Novel Preparation Of Polymeric Scaffolds For Tissue Engineering Using Phase Separation With Protein Microbubble Incorporation

Abstract

Poly (lactic-co-glycolic acid) (PLGA) has been extensively used as a biodegradable and porous tissue scaffold due to their biocompatibility and degradability. Several techniques have been developed for the fabrication of polymeric scaffolds but they all have some limitation or the other which has in turn hampered the growth of cells seeded on them. Salt leached scaffolds have good porosity and large pores but poor mechanical strength and the problem of residual salt even after leaching. Similarly gas foaming scaffolds have shown large pores but poor interconnection with residual ammonium salts.

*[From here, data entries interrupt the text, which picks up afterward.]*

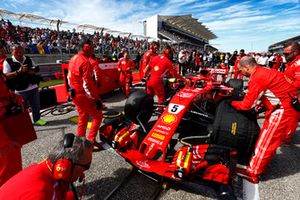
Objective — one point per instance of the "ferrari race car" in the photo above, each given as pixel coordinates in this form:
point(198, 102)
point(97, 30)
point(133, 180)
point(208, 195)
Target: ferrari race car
point(196, 137)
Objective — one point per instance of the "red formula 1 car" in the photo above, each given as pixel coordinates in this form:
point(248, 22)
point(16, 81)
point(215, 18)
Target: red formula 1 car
point(184, 142)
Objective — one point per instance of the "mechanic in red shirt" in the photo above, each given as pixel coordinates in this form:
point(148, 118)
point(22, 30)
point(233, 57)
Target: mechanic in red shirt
point(10, 151)
point(292, 70)
point(277, 61)
point(2, 56)
point(236, 68)
point(125, 66)
point(160, 66)
point(51, 179)
point(96, 71)
point(86, 97)
point(267, 87)
point(154, 46)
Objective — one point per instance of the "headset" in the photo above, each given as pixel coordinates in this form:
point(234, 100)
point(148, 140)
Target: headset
point(86, 47)
point(62, 169)
point(168, 52)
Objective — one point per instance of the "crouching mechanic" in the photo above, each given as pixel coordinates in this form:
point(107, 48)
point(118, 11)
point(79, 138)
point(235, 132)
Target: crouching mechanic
point(53, 177)
point(84, 91)
point(160, 66)
point(125, 67)
point(267, 87)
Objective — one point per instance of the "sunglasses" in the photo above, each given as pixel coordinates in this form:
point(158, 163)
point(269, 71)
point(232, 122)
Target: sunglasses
point(84, 166)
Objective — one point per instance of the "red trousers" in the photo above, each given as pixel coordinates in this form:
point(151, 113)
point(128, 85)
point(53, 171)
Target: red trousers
point(156, 88)
point(281, 124)
point(125, 83)
point(86, 108)
point(10, 162)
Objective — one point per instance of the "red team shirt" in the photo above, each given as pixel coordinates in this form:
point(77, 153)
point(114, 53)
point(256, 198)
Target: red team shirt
point(292, 72)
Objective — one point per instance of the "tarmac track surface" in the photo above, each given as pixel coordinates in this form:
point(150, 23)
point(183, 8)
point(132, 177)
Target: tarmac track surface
point(281, 182)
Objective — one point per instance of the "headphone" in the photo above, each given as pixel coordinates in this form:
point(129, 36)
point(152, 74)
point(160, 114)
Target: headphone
point(62, 169)
point(168, 52)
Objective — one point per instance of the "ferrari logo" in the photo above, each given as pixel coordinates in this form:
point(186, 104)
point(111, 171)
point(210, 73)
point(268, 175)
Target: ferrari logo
point(158, 136)
point(169, 119)
point(233, 128)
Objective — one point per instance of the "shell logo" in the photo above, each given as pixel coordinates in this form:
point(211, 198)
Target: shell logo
point(169, 119)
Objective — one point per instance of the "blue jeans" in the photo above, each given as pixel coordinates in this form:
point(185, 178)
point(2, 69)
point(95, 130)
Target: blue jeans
point(33, 98)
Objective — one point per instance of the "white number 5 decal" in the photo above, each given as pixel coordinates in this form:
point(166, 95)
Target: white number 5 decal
point(175, 108)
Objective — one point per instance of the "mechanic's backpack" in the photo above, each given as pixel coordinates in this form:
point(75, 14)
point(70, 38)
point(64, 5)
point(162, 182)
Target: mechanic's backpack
point(236, 129)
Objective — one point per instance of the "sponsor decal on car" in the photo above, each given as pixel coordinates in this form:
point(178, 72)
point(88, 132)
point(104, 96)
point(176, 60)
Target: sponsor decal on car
point(143, 164)
point(158, 136)
point(184, 95)
point(154, 141)
point(175, 108)
point(105, 66)
point(166, 128)
point(169, 119)
point(160, 131)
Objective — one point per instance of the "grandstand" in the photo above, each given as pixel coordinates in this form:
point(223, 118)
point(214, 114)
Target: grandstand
point(278, 47)
point(183, 30)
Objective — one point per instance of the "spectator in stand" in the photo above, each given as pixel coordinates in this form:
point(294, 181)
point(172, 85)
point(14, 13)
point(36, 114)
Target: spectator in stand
point(53, 177)
point(85, 95)
point(2, 56)
point(121, 53)
point(20, 71)
point(154, 46)
point(236, 68)
point(10, 150)
point(125, 67)
point(277, 61)
point(292, 71)
point(232, 59)
point(269, 88)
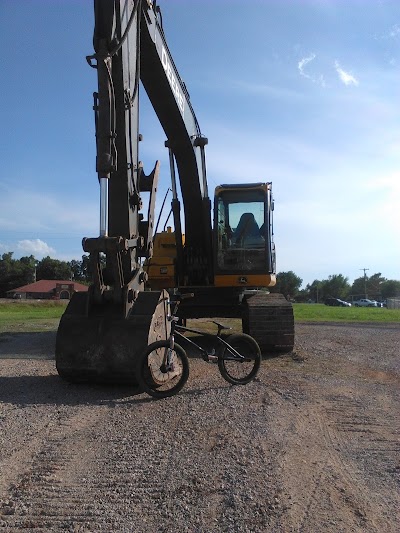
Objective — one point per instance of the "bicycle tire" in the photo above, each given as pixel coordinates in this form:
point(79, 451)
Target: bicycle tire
point(234, 370)
point(153, 379)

Other methods like thermally induced phase separation and fiber bonding do not involve the use of porogens and have yielded porous scaffolds although with small pores. To overcome these common problems, in this study, the use of protein microbubbles as a porogen and drug/protein carrier to produce polymeric scaffolds with good porosity was conceptualized. PLGA scaffolds were prepared by thermally induced phase separation with the incorporation of protein microbubbles. Two types of protein microbubbles, BSA and gelatin, were evaluated for their suitability as a porogen. The microbubbles which were incorporated in to the scaffolds at the time of fabrication were analyzed for their size and the scaffolds were characterized by SEM analysis and histological techniques. SEM revealed the synthesis of open pores measuring around 100 to 120 µm regardless of the type of protein used for synthesizing the microbubbles. This novel technique provides two distinct advantages. First, microbubbles are made of biological materials which have no toxicity. Second, apart from having produced scaffolds with larger pores compared to conventional methods, our novel scaffold also has the potential to function as a delivery mechanism for chemokines and drugs in to the polymeric matrix. The scaffold can be degraded in a controlled manner to release the desired molecules to effect the desired cellular response.